Antoine Capucci vor dem Priesterseminar Borromaeum, in dem er ein neues Zuhause gefunden hat (Foto: BMS)

Münster - Die Augen beginnen zu leuchten, wenn Antoine Capucci von seinem Heimatland erzählt. "Syrien ist für mich viel mehr als nur meine Heimat", sagt er. Dann stutzt er.
"Es könnte ein Beispiel für das friedliche Zusammenleben vielfältiger Menschen und Gruppen im Nahen Osten sein." Zumindest sei es das früher gewesen – vor dem Bürgerkrieg, der seit fünf Jahren in dem Land herrscht. Jetzt lebt der 22-jährige in Sicherheit - in Münster, wo er Medizin studiert.
Vor 14 Monaten kam Antoine Capucci nach Deutschland. Die ersten Wochen wohnte er bei einem syrischen Freund in Münster, dann im Franziskanerkloster in Werl. Seit Semesterbeginn lebt er nun im Bischöflichen Priesterseminar Borromaeum. Erst wenige Jahre ist es her, dass Capucci, wie viele andere Jugendliche auch, sein Abitur an einer Schule in seiner Heimatstadt Aleppo machte und ein Medizinstudium aufnahm. Drei Jahre lang besuchte er die Universität, dann entschied er sich, seine Heimat zu verlassen. "Wenn ich die Möglichkeit habe, mich in Sicherheit zu bringen, dann ist das meine Verantwortung, dies zu tun", erklärt er. Einige seiner Freunde seien schon zu Beginn des Krieges geflohen. Von ihnen habe er erfahren, dass das Studium in Deutschland "einen guten Ruf" genieße.
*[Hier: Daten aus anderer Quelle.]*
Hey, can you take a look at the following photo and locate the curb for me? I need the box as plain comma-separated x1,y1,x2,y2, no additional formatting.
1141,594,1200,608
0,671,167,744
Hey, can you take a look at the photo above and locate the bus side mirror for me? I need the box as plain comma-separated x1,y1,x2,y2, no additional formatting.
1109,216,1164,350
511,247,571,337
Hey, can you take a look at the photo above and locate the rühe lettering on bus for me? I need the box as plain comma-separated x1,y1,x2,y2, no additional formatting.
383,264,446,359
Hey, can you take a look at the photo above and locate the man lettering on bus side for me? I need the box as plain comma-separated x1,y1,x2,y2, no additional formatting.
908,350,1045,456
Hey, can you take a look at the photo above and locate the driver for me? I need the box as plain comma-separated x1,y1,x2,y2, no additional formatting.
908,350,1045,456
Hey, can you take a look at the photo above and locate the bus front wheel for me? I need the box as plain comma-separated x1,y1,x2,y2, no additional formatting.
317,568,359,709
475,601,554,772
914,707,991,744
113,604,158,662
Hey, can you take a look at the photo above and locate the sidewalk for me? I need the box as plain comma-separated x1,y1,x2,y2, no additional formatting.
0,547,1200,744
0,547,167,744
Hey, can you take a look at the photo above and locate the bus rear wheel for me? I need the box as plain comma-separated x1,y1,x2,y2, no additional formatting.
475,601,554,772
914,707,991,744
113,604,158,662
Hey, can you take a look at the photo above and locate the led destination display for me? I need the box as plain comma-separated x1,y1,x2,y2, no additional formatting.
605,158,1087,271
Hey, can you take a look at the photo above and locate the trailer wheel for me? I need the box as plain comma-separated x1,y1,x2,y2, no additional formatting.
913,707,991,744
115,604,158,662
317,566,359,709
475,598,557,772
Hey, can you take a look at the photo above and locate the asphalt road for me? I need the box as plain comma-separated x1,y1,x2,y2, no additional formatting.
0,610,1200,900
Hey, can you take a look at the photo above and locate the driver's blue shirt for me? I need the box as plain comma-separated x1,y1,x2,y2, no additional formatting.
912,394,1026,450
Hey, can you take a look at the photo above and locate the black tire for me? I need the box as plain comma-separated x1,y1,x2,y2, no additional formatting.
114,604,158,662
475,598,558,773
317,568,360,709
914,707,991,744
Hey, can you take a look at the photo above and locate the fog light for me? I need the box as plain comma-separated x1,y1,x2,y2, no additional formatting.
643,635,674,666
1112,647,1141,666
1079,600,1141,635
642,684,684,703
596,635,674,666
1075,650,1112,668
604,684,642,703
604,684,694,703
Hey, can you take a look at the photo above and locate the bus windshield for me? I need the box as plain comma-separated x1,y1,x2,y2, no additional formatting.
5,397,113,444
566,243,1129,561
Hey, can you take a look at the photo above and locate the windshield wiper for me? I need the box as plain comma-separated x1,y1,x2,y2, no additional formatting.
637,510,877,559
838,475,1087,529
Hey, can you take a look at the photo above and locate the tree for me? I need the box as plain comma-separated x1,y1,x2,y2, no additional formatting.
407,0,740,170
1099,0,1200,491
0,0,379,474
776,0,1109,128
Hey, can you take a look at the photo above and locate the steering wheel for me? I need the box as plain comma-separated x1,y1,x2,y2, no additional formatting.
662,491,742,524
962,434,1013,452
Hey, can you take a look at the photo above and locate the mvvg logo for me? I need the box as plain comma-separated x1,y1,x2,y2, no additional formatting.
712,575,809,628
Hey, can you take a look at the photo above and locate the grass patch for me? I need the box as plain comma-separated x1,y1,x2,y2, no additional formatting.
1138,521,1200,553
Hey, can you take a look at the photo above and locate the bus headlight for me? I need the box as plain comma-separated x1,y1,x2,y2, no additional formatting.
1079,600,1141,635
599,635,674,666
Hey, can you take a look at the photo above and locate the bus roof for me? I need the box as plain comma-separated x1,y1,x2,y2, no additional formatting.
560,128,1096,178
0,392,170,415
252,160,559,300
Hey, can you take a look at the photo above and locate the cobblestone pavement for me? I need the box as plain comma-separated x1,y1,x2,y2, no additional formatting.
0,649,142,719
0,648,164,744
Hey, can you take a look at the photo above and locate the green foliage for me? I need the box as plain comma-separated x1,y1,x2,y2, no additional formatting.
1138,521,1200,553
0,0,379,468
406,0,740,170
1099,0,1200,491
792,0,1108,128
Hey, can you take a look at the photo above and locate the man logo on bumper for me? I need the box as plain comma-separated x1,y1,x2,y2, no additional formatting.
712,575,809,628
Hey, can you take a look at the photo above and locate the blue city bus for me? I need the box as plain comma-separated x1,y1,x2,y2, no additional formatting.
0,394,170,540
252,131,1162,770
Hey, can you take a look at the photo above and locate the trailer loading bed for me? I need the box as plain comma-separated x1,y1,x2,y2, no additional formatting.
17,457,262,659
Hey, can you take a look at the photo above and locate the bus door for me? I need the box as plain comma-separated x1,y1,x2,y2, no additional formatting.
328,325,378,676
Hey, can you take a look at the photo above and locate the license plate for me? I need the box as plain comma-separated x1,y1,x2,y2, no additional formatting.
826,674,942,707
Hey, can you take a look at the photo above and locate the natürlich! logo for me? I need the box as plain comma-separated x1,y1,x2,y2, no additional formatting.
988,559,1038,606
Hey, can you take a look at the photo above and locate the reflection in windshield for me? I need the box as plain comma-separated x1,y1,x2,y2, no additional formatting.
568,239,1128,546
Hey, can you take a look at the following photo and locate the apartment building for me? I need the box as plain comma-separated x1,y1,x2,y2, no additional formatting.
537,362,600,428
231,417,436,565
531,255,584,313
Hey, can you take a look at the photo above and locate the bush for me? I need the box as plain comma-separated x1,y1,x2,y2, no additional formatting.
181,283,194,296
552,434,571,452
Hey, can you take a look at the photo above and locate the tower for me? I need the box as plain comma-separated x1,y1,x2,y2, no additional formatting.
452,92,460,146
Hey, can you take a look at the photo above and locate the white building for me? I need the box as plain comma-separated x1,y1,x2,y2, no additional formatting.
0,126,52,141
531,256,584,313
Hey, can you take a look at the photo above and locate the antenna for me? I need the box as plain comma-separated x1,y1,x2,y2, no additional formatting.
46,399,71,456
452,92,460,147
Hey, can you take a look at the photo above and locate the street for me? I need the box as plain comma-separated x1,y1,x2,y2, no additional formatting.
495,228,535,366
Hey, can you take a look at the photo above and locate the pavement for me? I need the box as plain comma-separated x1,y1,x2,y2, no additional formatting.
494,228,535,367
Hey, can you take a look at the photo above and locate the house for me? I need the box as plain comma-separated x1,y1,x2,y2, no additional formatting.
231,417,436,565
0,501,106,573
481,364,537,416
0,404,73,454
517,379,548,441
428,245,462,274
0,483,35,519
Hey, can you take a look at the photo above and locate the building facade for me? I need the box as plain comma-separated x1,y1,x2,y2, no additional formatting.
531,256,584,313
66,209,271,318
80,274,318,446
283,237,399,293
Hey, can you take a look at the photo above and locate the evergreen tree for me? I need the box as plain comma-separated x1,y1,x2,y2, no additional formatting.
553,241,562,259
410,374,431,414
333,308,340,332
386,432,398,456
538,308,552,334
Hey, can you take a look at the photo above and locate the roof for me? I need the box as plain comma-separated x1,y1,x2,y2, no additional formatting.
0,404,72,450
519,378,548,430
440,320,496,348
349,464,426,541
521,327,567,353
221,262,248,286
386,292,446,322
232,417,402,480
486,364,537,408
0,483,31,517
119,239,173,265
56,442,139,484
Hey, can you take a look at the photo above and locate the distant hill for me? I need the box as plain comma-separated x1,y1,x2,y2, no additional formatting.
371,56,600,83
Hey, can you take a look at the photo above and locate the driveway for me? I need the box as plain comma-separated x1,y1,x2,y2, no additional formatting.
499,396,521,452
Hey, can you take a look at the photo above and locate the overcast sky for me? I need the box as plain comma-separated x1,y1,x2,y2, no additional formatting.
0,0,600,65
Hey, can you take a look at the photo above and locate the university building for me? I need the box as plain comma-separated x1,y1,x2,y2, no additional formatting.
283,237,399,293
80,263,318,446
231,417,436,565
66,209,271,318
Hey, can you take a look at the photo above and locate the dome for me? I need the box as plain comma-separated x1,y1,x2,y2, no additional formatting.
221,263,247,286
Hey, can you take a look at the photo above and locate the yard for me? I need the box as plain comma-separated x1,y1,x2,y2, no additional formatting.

Er beantragte ein Visum, um als ausländischer Student in Deutschland zur Uni gehen zu können. Hätte er als Flüchtling Asyl beantragt, wären Reisen in seine Heimat mit einem hohen bürokratischen Aufwand verbunden. Für Capucci also keine Option. "Mir ist es wichtig, Syrer zu bleiben und meinen Pass zu behalten. So habe ich jederzeit die Möglichkeit, nach Syrien zu reisen, um Familie und Freunde zu besuchen." Im Moment genießt der Student die Sicherheit. Denn er weiß, wie es sich anfühlt, mit der Angst zu leben. In Syrien seien mehrmals Bomben unmittelbar neben ihm eingeschlagen, Freunde seien bei Raketenangriffen gestorben. Und auch jetzt bleibt die Angst – um seine Eltern und seine Schwester, die in Syrien geblieben sind.
Aleppo gelte als Ort der Auseinandersetzungen zwischen Regierungstruppen und einer Reihe von aufständischen Milizen. "Sie gehören zwar nicht zur Terrormiliz Islamischer Staat, aber für uns sind sie fast wie der IS, denn soweit ich weiß, gibt es kaum eine militärische Opposition, die nicht im Namen des Islam kämpft und ein Land führen will, das stärker vom Islam geprägt werden soll", sagt Capucci. Vielen Menschen in seinem Heimatland falle es schwer, sich die genaue Zukunft auszumalen. Die Situation im Land sei sehr unübersichtlich.
Für den jungen Mann gab es aber noch einen anderen Grund, nach Deutschland zu fliehen: "Wir als Christen müssen uns genau überlegen, wo wir in Sicherheit sind und nicht aufgrund unseres Glaubens verfolgt werden." Deutschland sei ein starkes Land, in dem Christen und Muslime gleichberechtigt nebeneinander leben.
Wird in diesem Land auch seine Zukunft liegen? Capucci weiß es noch nicht: „Ich würde in Deutschland gern arbeiten, aber wenn die Lage in Syrien eine Rückkehr erlaubt, würde ich mir das ernsthaft überlegen - zumal Syrien Fachpersonal beim Wiederaufbau unbedingt braucht.“ Wie immer auch die Entscheidung ausfallen wird, eines steht für den Syrer fest: „Die Sympathie Deutschlands und der Deutschen werde ich nie vergessen“. Auch bezüglich seiner späteren Spezialisierung hat der angehende Mediziner klare Vorstellungen: Pädiatrie oder Kardiologie sollen zur beruflichen Heimat werden.